T’puram: A team of international astronomers has conducted a broad new survey of our galaxy, Milky Way, which has revealed the signature that was previously invisible with unprecedented sensitivity and details that signal form and die.
The results were published in a series of paper in ‘astronomy & astrophysics’ by the team, which included scientists from the Indian Science Institute (IIST) and Indian Institute of Science and Technology (IIST) in Thiruvananthapuram.
Data for surveys, which stretched most of the Milky Way, were collected using two strong radio telescopes: Karl G Jansky Array (VLA) in the Observatory of National Radio Astronomy, US, and Radio Effelsberg 100-M Telescope operated by the Max Planck Institute for Radio Astronomy, Germany, as part of the glostar (global display on Star Formation in the Milky Way).

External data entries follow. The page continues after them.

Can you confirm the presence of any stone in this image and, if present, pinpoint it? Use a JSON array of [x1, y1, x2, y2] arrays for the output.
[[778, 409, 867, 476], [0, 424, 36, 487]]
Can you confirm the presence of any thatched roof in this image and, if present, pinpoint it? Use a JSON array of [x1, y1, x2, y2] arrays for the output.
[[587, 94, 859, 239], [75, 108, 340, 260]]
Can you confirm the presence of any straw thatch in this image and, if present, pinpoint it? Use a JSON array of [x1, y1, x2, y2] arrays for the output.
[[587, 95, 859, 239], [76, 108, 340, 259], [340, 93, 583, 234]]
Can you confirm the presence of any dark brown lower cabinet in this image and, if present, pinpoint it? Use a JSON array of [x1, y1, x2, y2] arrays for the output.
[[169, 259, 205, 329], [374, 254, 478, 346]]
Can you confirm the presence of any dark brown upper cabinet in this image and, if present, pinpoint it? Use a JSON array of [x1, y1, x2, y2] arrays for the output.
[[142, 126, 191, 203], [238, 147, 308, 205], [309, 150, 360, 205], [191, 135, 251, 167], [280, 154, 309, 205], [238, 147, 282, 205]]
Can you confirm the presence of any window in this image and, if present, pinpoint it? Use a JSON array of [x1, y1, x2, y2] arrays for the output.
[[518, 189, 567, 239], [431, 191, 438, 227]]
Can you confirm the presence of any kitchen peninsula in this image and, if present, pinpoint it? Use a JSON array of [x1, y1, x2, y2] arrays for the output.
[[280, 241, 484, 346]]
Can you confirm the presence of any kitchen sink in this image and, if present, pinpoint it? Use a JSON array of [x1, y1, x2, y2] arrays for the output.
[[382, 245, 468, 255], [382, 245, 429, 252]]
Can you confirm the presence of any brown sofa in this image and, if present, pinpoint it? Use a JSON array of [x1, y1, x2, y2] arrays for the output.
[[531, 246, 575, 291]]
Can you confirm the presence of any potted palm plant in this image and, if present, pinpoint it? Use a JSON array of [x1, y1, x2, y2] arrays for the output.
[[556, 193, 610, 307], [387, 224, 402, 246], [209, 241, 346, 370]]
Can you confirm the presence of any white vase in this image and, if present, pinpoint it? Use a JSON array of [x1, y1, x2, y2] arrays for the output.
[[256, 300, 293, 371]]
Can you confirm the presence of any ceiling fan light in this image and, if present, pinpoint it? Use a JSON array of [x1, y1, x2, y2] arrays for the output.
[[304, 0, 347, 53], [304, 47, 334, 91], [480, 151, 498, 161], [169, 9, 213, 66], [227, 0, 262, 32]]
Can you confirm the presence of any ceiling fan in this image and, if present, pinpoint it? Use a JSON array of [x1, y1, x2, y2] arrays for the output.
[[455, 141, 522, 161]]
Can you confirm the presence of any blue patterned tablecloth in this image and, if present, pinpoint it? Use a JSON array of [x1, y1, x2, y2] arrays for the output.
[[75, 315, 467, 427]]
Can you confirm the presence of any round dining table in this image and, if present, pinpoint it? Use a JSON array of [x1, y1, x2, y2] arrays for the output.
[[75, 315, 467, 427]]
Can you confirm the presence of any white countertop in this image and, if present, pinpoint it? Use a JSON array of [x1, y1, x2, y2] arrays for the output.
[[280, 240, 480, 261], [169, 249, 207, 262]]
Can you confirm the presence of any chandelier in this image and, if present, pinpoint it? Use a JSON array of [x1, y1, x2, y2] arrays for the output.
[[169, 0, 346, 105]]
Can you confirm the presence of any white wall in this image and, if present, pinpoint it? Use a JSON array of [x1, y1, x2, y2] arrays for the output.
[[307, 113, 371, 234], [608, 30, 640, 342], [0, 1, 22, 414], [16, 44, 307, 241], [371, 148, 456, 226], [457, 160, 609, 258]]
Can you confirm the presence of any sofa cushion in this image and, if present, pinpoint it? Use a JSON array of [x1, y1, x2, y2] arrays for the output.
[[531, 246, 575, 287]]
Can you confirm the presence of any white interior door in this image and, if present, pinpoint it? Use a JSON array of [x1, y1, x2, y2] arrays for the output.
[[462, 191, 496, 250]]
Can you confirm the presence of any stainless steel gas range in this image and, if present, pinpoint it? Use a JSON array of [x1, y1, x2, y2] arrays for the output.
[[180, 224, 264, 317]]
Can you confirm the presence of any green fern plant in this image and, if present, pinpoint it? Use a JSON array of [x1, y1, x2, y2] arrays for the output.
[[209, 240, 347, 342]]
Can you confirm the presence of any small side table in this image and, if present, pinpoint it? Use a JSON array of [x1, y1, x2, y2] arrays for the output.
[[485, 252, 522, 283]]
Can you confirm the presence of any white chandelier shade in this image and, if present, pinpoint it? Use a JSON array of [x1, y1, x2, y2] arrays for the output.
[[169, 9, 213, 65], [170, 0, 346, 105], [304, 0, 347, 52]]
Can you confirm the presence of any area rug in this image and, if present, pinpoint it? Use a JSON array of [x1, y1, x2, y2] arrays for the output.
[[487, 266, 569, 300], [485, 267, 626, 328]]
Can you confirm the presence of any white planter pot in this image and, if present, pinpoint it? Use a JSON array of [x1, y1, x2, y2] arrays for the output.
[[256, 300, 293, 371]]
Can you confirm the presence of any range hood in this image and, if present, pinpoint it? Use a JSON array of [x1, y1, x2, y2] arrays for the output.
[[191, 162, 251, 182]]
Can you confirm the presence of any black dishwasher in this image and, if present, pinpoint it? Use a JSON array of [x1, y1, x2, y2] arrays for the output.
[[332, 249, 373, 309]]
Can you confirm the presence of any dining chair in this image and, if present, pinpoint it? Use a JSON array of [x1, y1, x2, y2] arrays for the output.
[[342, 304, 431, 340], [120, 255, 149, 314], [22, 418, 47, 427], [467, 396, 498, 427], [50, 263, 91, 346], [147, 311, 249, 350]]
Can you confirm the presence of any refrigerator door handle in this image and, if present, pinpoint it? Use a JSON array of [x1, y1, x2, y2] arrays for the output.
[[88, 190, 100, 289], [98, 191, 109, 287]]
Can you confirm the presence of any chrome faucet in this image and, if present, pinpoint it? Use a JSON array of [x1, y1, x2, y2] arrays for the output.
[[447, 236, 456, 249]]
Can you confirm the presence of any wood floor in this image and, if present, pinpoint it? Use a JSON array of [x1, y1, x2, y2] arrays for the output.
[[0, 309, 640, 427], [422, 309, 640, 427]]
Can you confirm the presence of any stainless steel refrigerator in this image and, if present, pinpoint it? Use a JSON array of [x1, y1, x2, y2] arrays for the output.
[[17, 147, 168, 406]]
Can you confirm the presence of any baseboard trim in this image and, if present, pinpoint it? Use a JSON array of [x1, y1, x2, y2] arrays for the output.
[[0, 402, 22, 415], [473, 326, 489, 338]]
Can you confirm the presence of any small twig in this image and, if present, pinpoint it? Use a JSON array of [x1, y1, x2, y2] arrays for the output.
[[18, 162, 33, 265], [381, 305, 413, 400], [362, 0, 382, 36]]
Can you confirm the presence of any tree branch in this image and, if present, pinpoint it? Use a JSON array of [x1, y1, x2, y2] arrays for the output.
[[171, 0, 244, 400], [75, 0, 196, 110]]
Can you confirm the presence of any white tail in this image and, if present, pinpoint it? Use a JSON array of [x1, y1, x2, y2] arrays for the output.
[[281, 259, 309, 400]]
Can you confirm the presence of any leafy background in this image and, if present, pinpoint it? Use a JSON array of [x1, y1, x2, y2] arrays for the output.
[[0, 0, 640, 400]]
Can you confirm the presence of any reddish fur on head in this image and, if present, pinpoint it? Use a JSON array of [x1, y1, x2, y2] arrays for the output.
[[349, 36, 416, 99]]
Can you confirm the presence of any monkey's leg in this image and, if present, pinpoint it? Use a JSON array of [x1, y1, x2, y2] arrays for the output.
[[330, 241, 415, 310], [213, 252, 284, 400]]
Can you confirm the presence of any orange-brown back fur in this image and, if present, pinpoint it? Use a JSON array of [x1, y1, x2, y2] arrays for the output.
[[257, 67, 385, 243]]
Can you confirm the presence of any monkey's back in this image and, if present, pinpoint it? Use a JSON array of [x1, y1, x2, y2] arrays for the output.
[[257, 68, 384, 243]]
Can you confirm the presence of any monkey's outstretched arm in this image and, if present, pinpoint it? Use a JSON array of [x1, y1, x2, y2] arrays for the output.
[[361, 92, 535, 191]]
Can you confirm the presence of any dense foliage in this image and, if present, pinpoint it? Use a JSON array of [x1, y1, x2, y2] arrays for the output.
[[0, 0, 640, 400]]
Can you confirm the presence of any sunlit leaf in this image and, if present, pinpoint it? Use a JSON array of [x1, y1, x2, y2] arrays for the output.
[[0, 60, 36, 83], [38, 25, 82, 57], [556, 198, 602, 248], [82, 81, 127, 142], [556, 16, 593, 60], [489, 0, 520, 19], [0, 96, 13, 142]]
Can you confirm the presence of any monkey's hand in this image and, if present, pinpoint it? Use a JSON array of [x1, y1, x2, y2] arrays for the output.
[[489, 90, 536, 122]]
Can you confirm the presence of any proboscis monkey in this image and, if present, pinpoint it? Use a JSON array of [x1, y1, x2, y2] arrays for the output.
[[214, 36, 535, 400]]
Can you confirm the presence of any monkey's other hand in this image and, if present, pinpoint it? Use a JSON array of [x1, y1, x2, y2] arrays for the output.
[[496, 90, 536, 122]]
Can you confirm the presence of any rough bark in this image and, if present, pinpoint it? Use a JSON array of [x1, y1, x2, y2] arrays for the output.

Nirupam Roy, Assistant Professor in the Department of Physics, and Rohit Dokara, a former undergraduate student from IISC, and Jagadheep D Pandian, Associate Professor in the Department of Earth Sciences & Space in Iist, Thiruvananthapuram is among Indian scientists who are among Indian scientists who are among Indian scientists part of the project.
The previous survey was detected only about a third of the remnants of the expected supernova (SNR) in the Milky Way (which was almost 1,000).
The Glostar team has now found 80 new SNR candidates, more expected to be identified.
They can also confirm the presence of 77 SNR candidates previously found and reclassified some of the wrong identified.
“This is an important step to resolve the long mystery lost from the remnants of the lost supernova,” Dokara said.